Eu acho que em qualquer campo da vida profissional, a pessoa precisa ter identidade para ser diferenciada. No futebol alguns jogadores podem não ser os melhores, mas são diferenciados, acho que na música é igual. Não existe melhor ou pior no meu entendimento, e sim o que funciona ou não funciona para uma banda, etc. A maioria dos guitarristas que eu gosto não são considerados guitar heroes, mas em minha opinião são muito mais importantes do que os que são considerados. Acho que até os guitar heroes consagrados criaram um estilo que não existia, e por isso tem esse destaque também, e muitos que vieram na cola ficaram escondidos. Despontar é uma coisa relativa e que não tem regra, porém se serve um conselho, que isso seja uma decorrência do seu trabalho e não uma obsessão.

Como você vê hoje a cena metal no Brasil? Você acha que existe uma união?
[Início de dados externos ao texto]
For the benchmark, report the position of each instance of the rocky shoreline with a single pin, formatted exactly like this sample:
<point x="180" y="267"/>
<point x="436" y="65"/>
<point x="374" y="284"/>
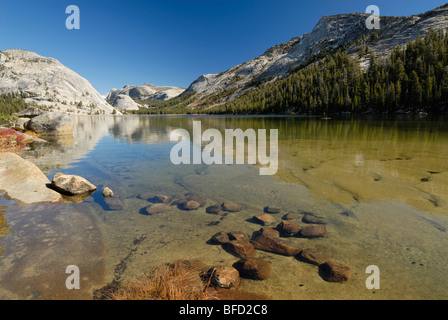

Temos bandas boas como Threat, motorguts, King Of Bones, VoodooPrest, entre muitas outras. Não existe união nenhuma entre bandas, só que para mim este papo já deu, pois todo mundo que prega isso não ajuda ninguém, tenha certeza disso. Poucas pessoas no meio estão dispostas mesmo a ajudar alguém. Poucas bandas estão realmente interessadas em ajudar outras, pois é um meio cheio de egos, e que a maioria só olha para o próprio umbigo ou ajuda pensando em algo em troca, infelizmente é assim. Às vezes muita gente bota a culpa nisso para não ter um movimento forte de heavy metal no Brasil, porém eu discordo que seja este o motivo, pois estamos em um país em que a cultura é tratada como coisa secundaria. Também não acho que seja este o fato de não termos tantas bandas reconhecidas internacionalmente, e sim uma reunião de muitos fatores que estão longe de ser resolvidos. O grunge explodiu varias bandas, porque era uma carência não só musical, mas de estilo de vida no fim dos anos 80, nos USA. O britpop que tinha duas bandas que se odiavam assumidamente também explodiu por uma falta de identidade que a música inglesa estava passando, ou seja, não é só com união, que se tem um movimento forte que explode desta maneira. Infelizmente o Brasil não é um país onde o rock e uma cultura de massa, e dificilmente exportaremos muitas bandas do estilo simultaneamente.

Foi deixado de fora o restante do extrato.